NEW YORK (GenomeWeb) – By combining whole-genome sequencing and artificial intelligence-based analysis, researchers have reported that they were able to quickly identify clinically actionable mutations within a brain tumor sample.
Researchers from the New York Genome Center, Rockefeller University, and IBM analyzed a glioblastoma sample through panel testing as well as whole-genome sequencing. That sequencing data was then analyzed by a team of bioinformaticians and oncologists at the center as well as by IBM's Watson for Genomics.
As they reported in Neurology: Genetics yesterday, the researchers found that sequencing uncovered more clinically actionable mutations than panel testing and that relying on Watson for Genomics rather than human analysis reduced the time it took to identify those mutations.
"This study documents the strong potential of Watson for Genomics to help clinicians scale precision oncology more broadly," Vanessa Michelini, study co-author from IBM Watson Health, said in a statement. "Clinical and research leaders in cancer genomics are making tremendous progress in the opportunity to bring precision medicine to more cancer patients, but genomic data interpretation is a significant obstacle, and that's where Watson can help."
For their study, the researchers collected tumor and normal samples from a 76-year-old man with glioblastoma. At initial resection, a sample from the patient underwent analysis with Foundation Medicine's FoundationOne test.

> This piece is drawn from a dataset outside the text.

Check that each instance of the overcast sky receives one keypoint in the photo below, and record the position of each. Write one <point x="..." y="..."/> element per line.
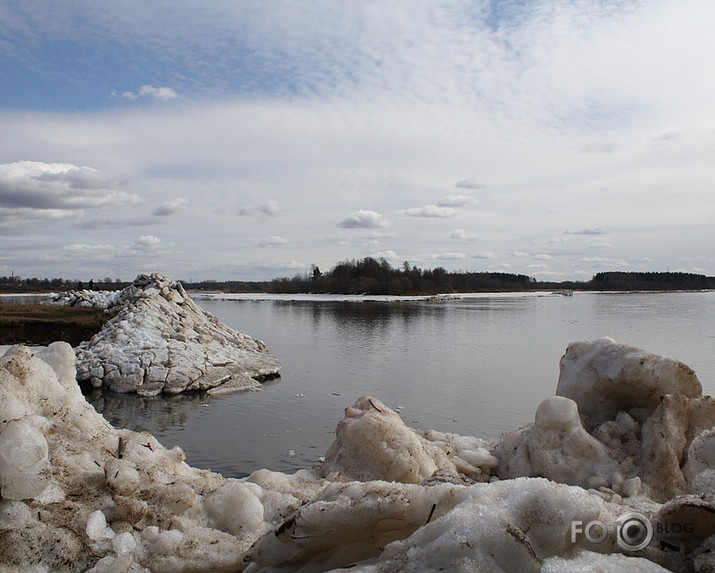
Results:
<point x="250" y="139"/>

Meanwhile, the researchers also performed whole-genome sequencing on the tumor and normal samples. Using the Illumina HiSeq X platform, they sequenced the tumor sample to more than 75X coverage and the normal sample to 42X coverage to uncover nearly 8,500 SNVs and 431 indels.
When bioinformaticians and oncologists assessed the findings, they uncovered six actionable SNVs, including ones in MET, FGFR3, and PIK3R1. Of the five CNVs they found, two affected genes also had SNVs.
In particular, the researchers found both a deletion and an amplification involving MET that appeared to lead to MET overexpression and exon-skipping, as gauged by RNA-seq.
At the same time, they noted an insertion in PIK3R1, which interacts with and inhibits PIK3CA. However, they reported that this PIK3R1 variant binds PIK3CA, but doesn't inhibit it, suggesting it leads to PIK3CA activation.
Together, the NYGC analysis suggested combining a MET and a PIK3CA inhibitor to treat this patient and noted a clinical trial that was assessing the combination. The patient's condition, however, deteriorated before he could enter the trial, and he died eight months after resection.
By contrast, the researchers reported that the FoundationOne assay uncovered fewer actionable targets and fewer potential treatments. Sequencing, they said, uncovered eight variants the panel test did not.
The researchers also used a beta version of Watson for Genomics to analyze the sequencing data. Watson for Genomics processes abstracts and, when possible, full-text articles from PubMed as well as the trials listed at ClinicalTrials.gov to identify cancer-linked variants and treatments that target them.
In this study, Watson for Genomics also uncovered six potentially actionable alterations, five of which overlapped with the NYGC analysis.
Similar to the manual analysis, Watson for Genomics recommended BKM120 as a potential therapeutic option targeting the overexpression of PIK3R1 and noted two drugs — crizotinib and cabozantinib — that could target the MET amplification.
Watson for Genomics also provided results more quickly. While human analysis of the patient's VCF file took 160 hours, the researchers reported that Watson delivered results in 10 minutes. "This is critical if sequencing is to be brought out of the research arena and into the scaled, real-world clinical realm," the researchers wrote in their paper.